Wandern
Beichlstein, 1164 m
- 15.0 km
- 04:30 h
- 269 m
- 269 m
An einem der letzten Wildflüsse der Alpen Frech stellt sich dem bei Vorderhornbach ungestüm nordwärts strebenden Lech ein im Vergleich zu den Bergriesen rundum eigentlich kaum ernst zu nehmender Buckel in den Weg. Es ist der Beichlstein, auch Baichlstein oder Baikelstein genannt. Hartnäckig drängt der Dreikäsehoch – seine Gipfelhöhe schafft nicht mal die 1200-Meter-Marke – die herantanzende Flut ab und lässt sie auf die an der Öffnung des Namloser Tals angesiedelte Gemeinde Stanzach zuspülen. Drei Merkmale fallen angesichts seiner bescheidenen Höhe auf: die mit einem Gipfelkreuz geschmückte Felskante, west- und ostseitig teilweise lotrecht abstürzende Felswände und ein exzellenter Taltiefblick. Doch bevor wir uns mit diesem liebenswerten Waldhöcker anfreunden, lässt erst mal die lockere Schneewanderung durchs abwechslungsreiche untere Lechtal, eines der naturbelassensten Täler Mitteleuropas mit weiten Umlagerungsstrecken und schutzwürdigen Lebensgemeinschaften, Hochgefühle aufkommen.
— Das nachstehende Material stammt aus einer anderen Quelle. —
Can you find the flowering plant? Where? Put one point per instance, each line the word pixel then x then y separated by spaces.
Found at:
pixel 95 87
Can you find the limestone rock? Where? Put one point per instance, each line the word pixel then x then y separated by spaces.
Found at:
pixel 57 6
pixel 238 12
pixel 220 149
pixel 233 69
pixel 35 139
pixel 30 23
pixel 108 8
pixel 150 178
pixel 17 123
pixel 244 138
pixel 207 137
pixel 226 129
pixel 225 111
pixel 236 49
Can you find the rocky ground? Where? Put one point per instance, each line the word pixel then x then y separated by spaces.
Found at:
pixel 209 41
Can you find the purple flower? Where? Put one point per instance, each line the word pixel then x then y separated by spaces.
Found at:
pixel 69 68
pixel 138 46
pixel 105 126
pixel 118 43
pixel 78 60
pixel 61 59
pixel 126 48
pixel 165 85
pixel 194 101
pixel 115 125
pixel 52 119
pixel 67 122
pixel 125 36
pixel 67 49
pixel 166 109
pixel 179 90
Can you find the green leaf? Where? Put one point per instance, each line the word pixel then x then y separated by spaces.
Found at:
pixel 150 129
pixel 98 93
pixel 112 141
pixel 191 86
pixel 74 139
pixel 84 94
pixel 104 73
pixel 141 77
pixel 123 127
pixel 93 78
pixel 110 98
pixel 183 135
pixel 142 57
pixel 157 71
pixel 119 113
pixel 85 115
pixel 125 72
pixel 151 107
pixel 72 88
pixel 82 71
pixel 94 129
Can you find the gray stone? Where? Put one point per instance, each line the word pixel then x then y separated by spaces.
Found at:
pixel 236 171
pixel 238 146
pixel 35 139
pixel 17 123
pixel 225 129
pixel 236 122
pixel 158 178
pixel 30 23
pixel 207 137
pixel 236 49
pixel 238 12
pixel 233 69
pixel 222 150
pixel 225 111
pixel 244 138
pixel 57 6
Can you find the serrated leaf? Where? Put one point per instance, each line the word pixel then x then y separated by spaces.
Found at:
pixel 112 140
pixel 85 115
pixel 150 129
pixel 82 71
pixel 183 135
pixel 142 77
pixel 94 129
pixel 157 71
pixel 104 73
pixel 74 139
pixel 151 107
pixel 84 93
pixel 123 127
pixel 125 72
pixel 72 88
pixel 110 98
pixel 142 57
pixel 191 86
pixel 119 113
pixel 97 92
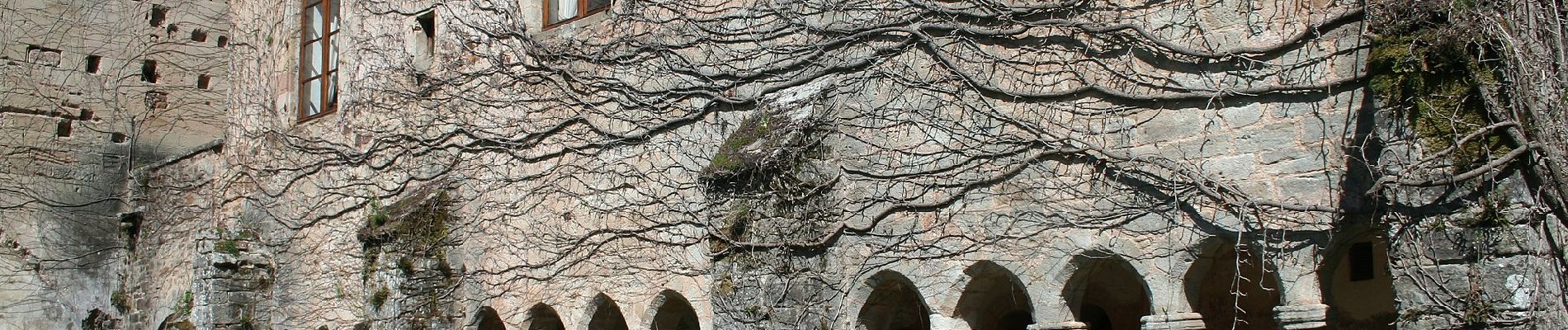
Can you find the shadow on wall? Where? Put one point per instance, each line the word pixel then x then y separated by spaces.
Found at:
pixel 1106 293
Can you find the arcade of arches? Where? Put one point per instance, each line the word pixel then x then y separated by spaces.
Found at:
pixel 1226 286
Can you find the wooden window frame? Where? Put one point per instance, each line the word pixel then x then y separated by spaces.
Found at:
pixel 582 12
pixel 329 69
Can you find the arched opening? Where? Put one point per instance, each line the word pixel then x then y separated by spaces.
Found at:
pixel 1106 293
pixel 1233 288
pixel 994 299
pixel 894 304
pixel 488 319
pixel 606 314
pixel 543 318
pixel 674 314
pixel 1357 284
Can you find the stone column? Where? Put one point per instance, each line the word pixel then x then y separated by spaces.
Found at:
pixel 1301 298
pixel 1174 321
pixel 1301 316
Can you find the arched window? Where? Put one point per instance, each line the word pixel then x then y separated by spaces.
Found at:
pixel 994 299
pixel 1233 288
pixel 894 304
pixel 1108 293
pixel 674 314
pixel 606 314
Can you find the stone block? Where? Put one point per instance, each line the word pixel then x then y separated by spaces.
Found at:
pixel 1231 167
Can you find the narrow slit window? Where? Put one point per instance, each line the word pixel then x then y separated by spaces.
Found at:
pixel 156 17
pixel 319 59
pixel 149 71
pixel 63 129
pixel 562 12
pixel 93 63
pixel 1362 265
pixel 427 26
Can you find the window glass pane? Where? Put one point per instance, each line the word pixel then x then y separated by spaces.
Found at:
pixel 562 10
pixel 336 13
pixel 313 97
pixel 313 19
pixel 331 91
pixel 331 54
pixel 313 59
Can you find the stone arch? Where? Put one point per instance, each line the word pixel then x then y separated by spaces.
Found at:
pixel 488 319
pixel 543 318
pixel 606 314
pixel 893 304
pixel 1357 285
pixel 673 312
pixel 1233 286
pixel 1106 293
pixel 994 299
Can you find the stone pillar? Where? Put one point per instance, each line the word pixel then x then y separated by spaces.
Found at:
pixel 1174 321
pixel 1301 296
pixel 1301 316
pixel 1059 326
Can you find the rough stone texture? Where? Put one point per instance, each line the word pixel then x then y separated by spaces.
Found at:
pixel 306 224
pixel 78 118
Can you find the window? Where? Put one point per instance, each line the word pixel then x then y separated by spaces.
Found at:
pixel 562 12
pixel 93 61
pixel 1362 262
pixel 317 59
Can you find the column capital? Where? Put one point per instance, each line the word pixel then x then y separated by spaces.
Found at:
pixel 1059 326
pixel 1301 316
pixel 1174 321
Die stimmungsvolle Genießerroute zwischen den vielgestaltigen Allgäuer und Lechtaler Bergen führt mitunter direkt am Lech entlang, einem der letzten unregulierten Flüsse der Alpen. Trotz jahrhundertelanger Uferbefestigungen zum Schutz der Talwiesen darf der Fluss auf langen naturnahen Abschnitten frei walten und gestalten. Ständig verändert der Lech mit dem Transport ungeheurer Geröllfrachten sein Gesicht, verlegt immer wieder Flussarme und erhält somit eine faszinierende Auenlandschaft am Leben.
Ausgangspunkt: Talort / Ausgangspunkt: Forchach, 910 m. Im vorderen Lechtal, Tirol. Bus von Reutte (Zug von Kempten). Tourismusverband Lechtal, A-6652 Elbigenalp, +43/(0)5634/5315, www.lechtal.at.Bushaltestelle am Feuerwehrhaus, 910 m; Parkplatz an der Info-Tafel beim Alpengasthaus Sonne.Anforderungen: Bis zum Jagdhaus Feldele geräumte Forstwege.